# Longest Divisible Subset | (DP-44)

Prerequisite:

Let us first understand the difference between subset and subsequence.

In a subsequence, the elements need to follow the order of the original array whereas in a subset there is no constraint on the order of the elements.

Divisible Subset

A divisible subset is the one in which if we pick two elements i and j from the subset, then either arr[i]%arr[j] == 0 or arr[j] % arr[i] == 0. For example, [16,8,4] is a divisible subset.

Given an array with distinct elements, we need to print its longest divisible subset. We can print any answer.

Solution:

Intuition:

As here we are finding the subsets, we can change the order of the original array. Let us sort it out first.

Now, we can start thinking in terms of subsequences questions solved earlier.

Let us pick the first index element in an array (say temp) and move to the next index.

Now, i = 1 and arr[i] = 4. We can again push this into the array as 4%1 == 0.

For i=2, arr[i] = 7. We can’t push it in the temp array as 7%4 != 0 . Now, i = 3 and arr[i] = 8. We can again push this into the array as 8%4 == 0.

Now as the elements in the temp array were sorted, we only checked that element 8 was divisible by the last element of the tamp array i.e 4. But we know that 4 is divisible by the first element of the temp array i.e 4%1 == 0. As the array is sorted and 8%4 == 0. And 4%1==0. We can automatically imply that 8%1==0. Hence this temp array formed is a divisible subsequence.

Let us take another case to make it more clear.

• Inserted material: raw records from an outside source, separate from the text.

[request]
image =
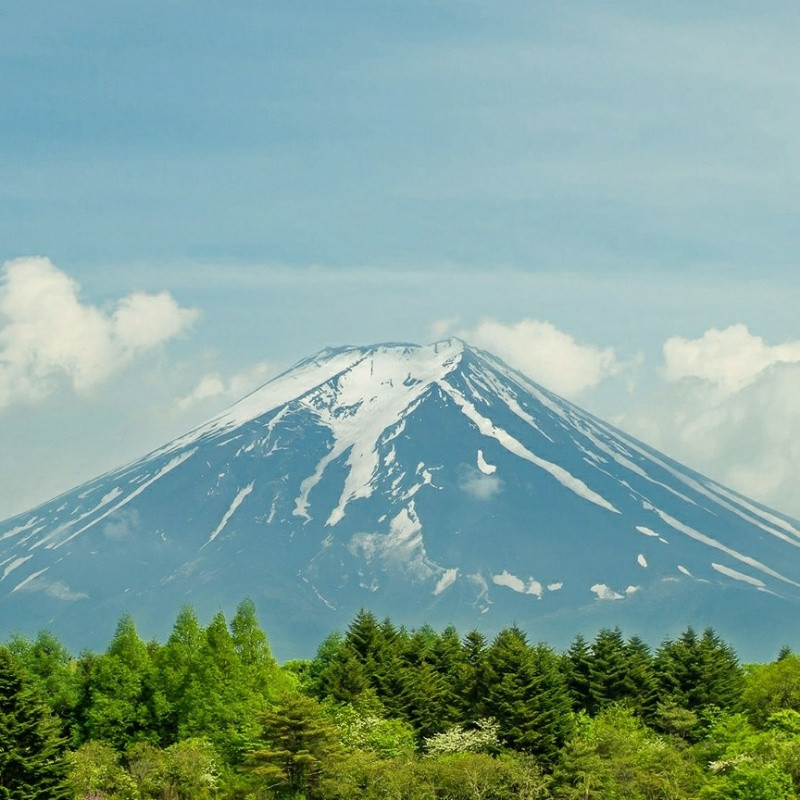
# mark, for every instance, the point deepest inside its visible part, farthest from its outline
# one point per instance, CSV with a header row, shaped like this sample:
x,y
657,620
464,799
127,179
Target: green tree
x,y
297,743
217,703
51,671
527,695
615,756
116,703
772,687
32,765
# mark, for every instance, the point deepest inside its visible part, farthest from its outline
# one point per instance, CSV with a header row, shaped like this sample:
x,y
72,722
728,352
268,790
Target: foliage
x,y
483,738
32,766
296,743
384,712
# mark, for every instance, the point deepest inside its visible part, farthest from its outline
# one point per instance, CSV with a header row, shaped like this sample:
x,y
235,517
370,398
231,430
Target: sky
x,y
194,196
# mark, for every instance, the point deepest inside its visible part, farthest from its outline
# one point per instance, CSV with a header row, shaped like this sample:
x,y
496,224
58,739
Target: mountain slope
x,y
429,483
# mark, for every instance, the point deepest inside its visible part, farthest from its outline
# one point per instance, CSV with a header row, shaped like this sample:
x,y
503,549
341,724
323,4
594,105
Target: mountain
x,y
430,484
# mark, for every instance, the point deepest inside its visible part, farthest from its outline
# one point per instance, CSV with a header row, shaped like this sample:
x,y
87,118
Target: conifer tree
x,y
216,702
116,703
576,666
471,682
528,696
699,671
608,671
50,669
297,742
260,670
31,752
174,666
642,686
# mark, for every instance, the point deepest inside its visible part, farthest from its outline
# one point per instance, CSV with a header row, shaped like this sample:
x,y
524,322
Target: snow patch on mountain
x,y
483,466
739,576
237,501
487,428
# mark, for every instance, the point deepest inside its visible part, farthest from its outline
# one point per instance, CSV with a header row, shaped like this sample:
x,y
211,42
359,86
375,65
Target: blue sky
x,y
302,175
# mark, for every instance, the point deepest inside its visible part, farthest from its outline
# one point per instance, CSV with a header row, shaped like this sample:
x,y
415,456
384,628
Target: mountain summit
x,y
432,484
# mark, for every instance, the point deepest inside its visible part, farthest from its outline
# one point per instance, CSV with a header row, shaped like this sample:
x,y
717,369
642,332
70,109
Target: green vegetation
x,y
386,713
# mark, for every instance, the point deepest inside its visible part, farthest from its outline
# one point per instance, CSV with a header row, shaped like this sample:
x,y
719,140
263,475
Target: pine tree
x,y
216,702
117,688
642,686
472,683
608,671
699,671
174,665
260,670
32,766
576,666
297,743
50,669
528,696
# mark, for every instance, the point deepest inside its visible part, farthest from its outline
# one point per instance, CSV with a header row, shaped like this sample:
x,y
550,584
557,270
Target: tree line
x,y
386,712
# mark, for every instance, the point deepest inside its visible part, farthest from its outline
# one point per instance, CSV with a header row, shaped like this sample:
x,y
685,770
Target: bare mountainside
x,y
433,484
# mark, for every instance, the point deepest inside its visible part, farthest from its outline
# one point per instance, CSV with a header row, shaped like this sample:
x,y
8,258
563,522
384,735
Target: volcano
x,y
432,484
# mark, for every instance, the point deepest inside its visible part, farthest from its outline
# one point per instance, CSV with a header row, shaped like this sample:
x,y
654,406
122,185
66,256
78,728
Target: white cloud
x,y
480,486
735,421
604,592
49,335
213,386
545,354
731,358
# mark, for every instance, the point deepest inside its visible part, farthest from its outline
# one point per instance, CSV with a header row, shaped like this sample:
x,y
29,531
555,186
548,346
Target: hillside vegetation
x,y
384,712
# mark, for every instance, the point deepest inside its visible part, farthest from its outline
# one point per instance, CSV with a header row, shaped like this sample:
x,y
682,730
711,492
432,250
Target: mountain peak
x,y
432,483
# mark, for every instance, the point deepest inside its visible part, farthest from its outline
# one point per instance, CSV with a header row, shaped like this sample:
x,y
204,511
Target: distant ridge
x,y
430,483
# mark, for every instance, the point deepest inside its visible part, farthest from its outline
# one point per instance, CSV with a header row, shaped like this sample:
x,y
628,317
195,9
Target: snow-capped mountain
x,y
431,484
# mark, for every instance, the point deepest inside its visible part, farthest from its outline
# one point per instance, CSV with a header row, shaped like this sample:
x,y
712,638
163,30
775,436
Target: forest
x,y
385,712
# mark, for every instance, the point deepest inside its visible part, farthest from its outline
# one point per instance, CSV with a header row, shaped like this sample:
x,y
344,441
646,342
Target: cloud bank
x,y
213,386
729,408
49,336
542,352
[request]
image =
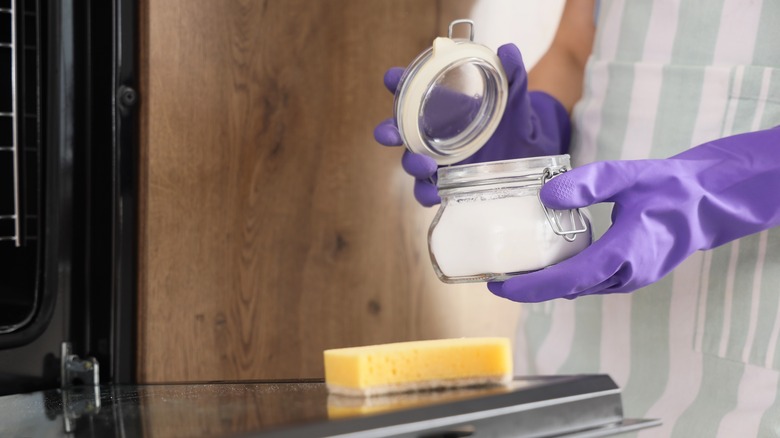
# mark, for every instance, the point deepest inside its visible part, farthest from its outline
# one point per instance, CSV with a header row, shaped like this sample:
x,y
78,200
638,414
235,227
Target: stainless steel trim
x,y
465,418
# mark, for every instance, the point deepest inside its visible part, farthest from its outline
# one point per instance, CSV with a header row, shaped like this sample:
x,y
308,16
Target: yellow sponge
x,y
418,365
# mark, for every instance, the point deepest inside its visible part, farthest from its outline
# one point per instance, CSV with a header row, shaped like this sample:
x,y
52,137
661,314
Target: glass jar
x,y
491,224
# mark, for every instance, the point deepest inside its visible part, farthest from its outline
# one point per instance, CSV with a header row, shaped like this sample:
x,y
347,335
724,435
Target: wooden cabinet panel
x,y
272,225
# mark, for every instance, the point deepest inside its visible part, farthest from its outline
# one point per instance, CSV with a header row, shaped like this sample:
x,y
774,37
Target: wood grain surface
x,y
272,225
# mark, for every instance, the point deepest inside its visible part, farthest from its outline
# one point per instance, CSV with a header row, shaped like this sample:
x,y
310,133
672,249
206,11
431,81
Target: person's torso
x,y
700,348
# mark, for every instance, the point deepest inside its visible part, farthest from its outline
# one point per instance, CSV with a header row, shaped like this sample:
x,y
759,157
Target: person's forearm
x,y
561,70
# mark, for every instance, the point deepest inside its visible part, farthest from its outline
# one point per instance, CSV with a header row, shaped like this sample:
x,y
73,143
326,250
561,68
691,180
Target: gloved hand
x,y
664,211
533,124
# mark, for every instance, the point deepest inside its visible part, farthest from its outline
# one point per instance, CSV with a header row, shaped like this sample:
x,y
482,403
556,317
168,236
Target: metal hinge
x,y
76,371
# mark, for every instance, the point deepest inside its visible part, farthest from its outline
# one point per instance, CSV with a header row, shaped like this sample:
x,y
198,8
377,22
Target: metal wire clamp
x,y
553,217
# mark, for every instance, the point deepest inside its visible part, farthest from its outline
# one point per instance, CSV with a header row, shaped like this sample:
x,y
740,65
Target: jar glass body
x,y
492,226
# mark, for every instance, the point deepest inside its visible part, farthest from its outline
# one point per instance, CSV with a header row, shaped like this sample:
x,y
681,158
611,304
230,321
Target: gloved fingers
x,y
601,181
512,61
386,133
418,165
392,77
583,272
426,193
600,289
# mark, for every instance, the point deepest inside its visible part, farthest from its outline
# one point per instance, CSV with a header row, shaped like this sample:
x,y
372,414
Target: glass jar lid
x,y
451,98
527,170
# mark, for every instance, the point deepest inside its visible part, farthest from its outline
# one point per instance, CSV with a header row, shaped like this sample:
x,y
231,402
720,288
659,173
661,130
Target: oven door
x,y
67,192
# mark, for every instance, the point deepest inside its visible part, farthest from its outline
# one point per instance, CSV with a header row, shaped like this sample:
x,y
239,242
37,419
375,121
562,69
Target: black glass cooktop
x,y
583,406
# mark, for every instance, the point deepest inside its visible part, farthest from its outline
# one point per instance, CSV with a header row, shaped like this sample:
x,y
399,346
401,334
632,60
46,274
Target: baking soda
x,y
499,236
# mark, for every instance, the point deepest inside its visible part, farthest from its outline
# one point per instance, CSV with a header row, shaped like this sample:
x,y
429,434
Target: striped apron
x,y
699,349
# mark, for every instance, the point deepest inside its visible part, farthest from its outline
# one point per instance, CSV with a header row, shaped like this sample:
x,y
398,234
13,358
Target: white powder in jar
x,y
499,236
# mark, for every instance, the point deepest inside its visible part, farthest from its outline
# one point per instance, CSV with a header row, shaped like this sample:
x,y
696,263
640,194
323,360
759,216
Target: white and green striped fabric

As i = 4, arr[i] = 16. Now 16 is divisible by the last element of the temp array which is 8, so we can push 16 into the temp array.

To summarize:

• Whenever the current index element (arr[i]) is divisible by the last element of the temp array(say temp[last]), we can push that element to the temp array.
• As the temp array formed will always be sorted, and arr[i] is divisible by the temp[last], we can say that arr[i] will be divisible by every element before the temp[last] of the temp array.
• Therefore, this temp array will be a divisible subsequence and we just need to find the longest divisible subsequence of the array.

Approach

The algorithm approach is stated as follows:

• First of all sort the array,
• Then find the longest divisible subsequence of the array.
• In order to find the longest divisible subsequence, we will follow the algorithm used to find the longest increasing subsequence discussed in the/** link to dp-42 **/.
• The distinguishing factor between longest increasing subsequence and longest divisible subsequence is that we used to insert the element if arr[i] > arr[prev] but here we will insert the element when arr[i] % arr[prev] == 0.
• At last return the hash array as the answer.

Code:

## C++ Code

``````#include<bits/stdc++.h>
using namespace std;

vector<int> divisibleSet(vector<int>& arr){

int n = arr.size();

//sort the array

sort(arr.begin(), arr.end());

vector<int> dp(n,1);
vector<int> hash(n,1);

for(int i=0; i<=n-1; i++){

hash[i] = i; // initializing with current index
for(int prev_index = 0; prev_index <=i-1; prev_index ++){

if(arr[i]%arr[prev_index] == 0 && 1 + dp[prev_index] > dp[i]){
dp[i] = 1 + dp[prev_index];
hash[i] = prev_index;
}
}
}

int ans = -1;
int lastIndex =-1;

for(int i=0; i<=n-1; i++){
if(dp[i]> ans){
ans = dp[i];
lastIndex = i;
}
}

vector<int> temp;
temp.push_back(arr[lastIndex]);

while(hash[lastIndex] != lastIndex){ // till not reach the initialization value
lastIndex = hash[lastIndex];
temp.push_back(arr[lastIndex]);
}

// reverse the array
reverse(temp.begin(),temp.end());

return temp;
}

int main() {

vector<int> arr = {1,16,7,8,4};

vector<int> ans = divisibleSet(arr);

cout<<" The longest divisible subset elements are: ";

for(int i=0; i<ans.size(); i++){
cout<<ans[i]<<" ";
}
}
``````

Output:

The longest divisible subset elements are: 1 4 8 16

Time Complexity: O(N*N)

Reason: There are two nested loops.

Space Complexity: O(N)

Reason: We are only using two rows of size n.